La jeunesse des années folles ou la décadence supposée de la société

Les années folles représentent, dans la mémoire collective, une période d’exubérance qui serait, en quelque sorte, une façon d’exorciser les terribles épreuves de la Grande Guerre. A l’époque, une partie de la population vit néanmoins ce moment comme une véritable décadence. La jeunesse, qui voit les filles se couper les cheveux à la manière des garçons, symboliserait le déclin inexorable de la société française. Dans un éditorial qu’il publie le 29 mars 1928 dans L’Ouest-Eclair, Eugène Le Breton, déjà très engagé en faveur du vote des femmes, tente de démystifier ces croyances1. D’après l’auteur, l’attitude de la jeunesse n’est pas le signe d’une société décadente mais, au contraire, d’un pays qui est en train de se reconstruire, moins de dix ans après la fin de la Première Guerre mondiale.

Représentation classique des années folles. Carte postale (détail). Collection particulière.

Dans les années 1920, une partie des élites affirme volontiers que « nos moins de trente ans, nos moins de vingt ans, ils nous déconcertent et ils nous font peur ». Ces derniers sont, du point de vue des anciens,

« ou bien des arrivistes ou bien des rêveurs stériles. Ils n'ont aucune foi, aucun enthousiasme. […] Ils sont froids, sarcastiques, personnels. […] »

Dans les campagnes bretonnes, ce discours à une réelle portée. Il faut dire que dans une région où la religion possède encore une véritable emprise, une partie de la population comprend difficilement le comportement de ces jeunes dont « la morale est de courir après leur plaisir, sans rien regarder autour d'eux ».

Si Eugène Le Breton ne le dit pas clairement, il ressort pourtant de son éditorial l’idée d’une profonde division entre les générations qui ont plus de 30 ans et les autres. Et pour cause, avoir moins de 30 ans en 1928, c’est ne pas avoir connu l’enfer des tranchées. La débauche des années folles ne serait donc pas celle des anciens combattants mais bien de leurs enfants.

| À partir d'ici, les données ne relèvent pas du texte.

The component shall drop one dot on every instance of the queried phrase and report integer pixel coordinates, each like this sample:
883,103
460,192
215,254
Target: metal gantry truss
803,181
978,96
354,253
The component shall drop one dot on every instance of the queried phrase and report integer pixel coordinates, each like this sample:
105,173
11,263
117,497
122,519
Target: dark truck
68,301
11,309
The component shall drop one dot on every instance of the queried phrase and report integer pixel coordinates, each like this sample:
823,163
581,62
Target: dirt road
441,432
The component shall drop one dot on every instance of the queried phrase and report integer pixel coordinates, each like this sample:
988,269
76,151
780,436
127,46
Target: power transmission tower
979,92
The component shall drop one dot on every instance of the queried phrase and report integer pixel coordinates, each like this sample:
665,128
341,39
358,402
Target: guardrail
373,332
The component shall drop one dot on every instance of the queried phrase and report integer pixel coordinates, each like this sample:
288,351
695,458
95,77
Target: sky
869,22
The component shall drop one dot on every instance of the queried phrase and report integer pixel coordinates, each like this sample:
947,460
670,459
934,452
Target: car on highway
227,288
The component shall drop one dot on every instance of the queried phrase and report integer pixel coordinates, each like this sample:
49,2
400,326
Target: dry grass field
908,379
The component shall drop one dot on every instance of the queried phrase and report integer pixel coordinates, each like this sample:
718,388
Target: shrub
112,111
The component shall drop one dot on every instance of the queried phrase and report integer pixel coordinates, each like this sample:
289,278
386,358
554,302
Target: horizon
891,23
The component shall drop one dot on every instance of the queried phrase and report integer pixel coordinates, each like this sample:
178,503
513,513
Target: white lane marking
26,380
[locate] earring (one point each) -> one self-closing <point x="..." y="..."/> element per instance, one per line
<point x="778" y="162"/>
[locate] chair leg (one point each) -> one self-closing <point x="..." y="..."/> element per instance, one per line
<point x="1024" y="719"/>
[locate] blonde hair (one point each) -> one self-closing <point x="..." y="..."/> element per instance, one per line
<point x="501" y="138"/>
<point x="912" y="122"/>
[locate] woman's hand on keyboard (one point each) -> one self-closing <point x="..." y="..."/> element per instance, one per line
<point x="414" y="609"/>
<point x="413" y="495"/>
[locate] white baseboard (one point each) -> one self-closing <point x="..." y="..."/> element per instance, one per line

Quoi qu’il en soit, l’éditorialiste rennais s’indigne du « pessimisme » de ces propos. S’appuyant sur une récente étude menée par un « éminent confrère » du Journal de Rouen, René-Gustave Nobécourt, il affirme que « le trait caractéristique de la jeunesse française » est au contraire l'inquiétude. Or, poursuit-il,

« l'inquiétude est féconde, l'inquiétude est un ferment. Elle est le contraire de l'indifférence, elle est un appel vers la clarté, un désir de trouver l'issue. »

Dans une société d’après-guerre qui évolue rapidement, la jeunesse se sentirait en effet bridée par la vieille génération qui s’accroche au pouvoir. Pour conforter son analyse, Eugène Le Breton choisit une nouvelle fois de s’appuyer sur les propos de l’un de ses confrères, le journaliste Lucien Romier. Ce dernier estime que « les jeunes générations cherchent une doctrine politique orientée vers l'avenir ». Or cette évolution semble impossible à cause de la « la politique des vieux partis, des partis attardés, la politique des combinaisons », celle que les jeunes générations « qualifient superbement d'un mot qu'elles n'ont pas inventé : le bourrage de crâne ». Bien au contraire, « la doctrine qu'ils veulent, certains jeunes l'ont trouvée, mais en dehors des vieux cadres ».

Carte postale. Collection particulière.

On peut néanmoins s’interroger sur la place réelle de ces années que l’on dit folles. En effet, si L’Ouest-Eclair est lu partout en Bretagne, il n’est pas certain que l’on trouve beaucoup de jeunes femmes affublées d’une coupe « à la garçonne » dans les campagnes du Kreiz Breizh au début des années 1920, ni à la fin du reste. Ces années sont au contraire, pour la paysannerie, une période de dur labeur et de confrontation à une situation économique difficile, que certains ont pu décrire comme relevant d’une réelle « misère agricole ». Dès lors, il y aurait tout lieu de se demander si ces années dites folles, qu’elles soient ou non conspuées du reste, ne sont pas avant tout une marque supplémentaire du fossé grandissant entre villes et campagnes.

Yves-Marie EVANNO

 

 

 

 

 

1 « Nos jeunes gens devant le mariage », L’Ouest-Eclair, 29 mars 1928, p. 1.